Shiite militiamen north of Baghdad, Iraq, hold the flag of the Islamic State group they captured. Shiite militiamen north of Baghdad, Iraq, hold the flag of the Islamic State group they captured. AP

As the United States prepares to step up its campaign against ISIS, a new CIA report shows the radical Sunni group has at least double (and possibly triple) the number of fighters in its ranks than had previously been speculated.

The new CIA intelligence assessment was released late on Thursday, based on information culled from various reports across the summer. As the AP reports, the new assessment "estimates that the Islamic State group can muster between 20,000 and 31,500 fighters across Iraq and Syria, up from a previous figure of 10,000."
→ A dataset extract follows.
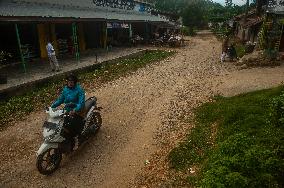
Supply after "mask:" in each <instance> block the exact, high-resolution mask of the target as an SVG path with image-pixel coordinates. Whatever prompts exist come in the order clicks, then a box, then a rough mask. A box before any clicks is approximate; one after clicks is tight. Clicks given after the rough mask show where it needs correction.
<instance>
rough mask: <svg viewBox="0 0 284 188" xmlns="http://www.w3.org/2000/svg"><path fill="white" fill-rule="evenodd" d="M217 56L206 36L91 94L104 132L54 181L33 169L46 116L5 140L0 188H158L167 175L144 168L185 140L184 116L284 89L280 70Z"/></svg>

Writing in the New Republic, Graeme Wood compellingly classifies the three different types of ISIS fighters, including a cooperative of Western poseurs (Psychopaths) and committed zealots (True Believers). If there's any silver lining to be had, it's that what Wood calls the largest contingent of ISIS fighters doesn't seem particularly committed to the cause.

Call them the Sunni Pragmatists. These people include Iraqi tribal sheikhs, whose allegiance to ISIS originates not in a cultish death wish but in a desire to win security and well-being, and who seem to be using the Psychopaths and the True Believers as convenient allies. From ISIS, the Pragmatists get a way to punish Baghdad for its long neglect of Sunni regions."

Nevertheless, that new number is certainly alarming.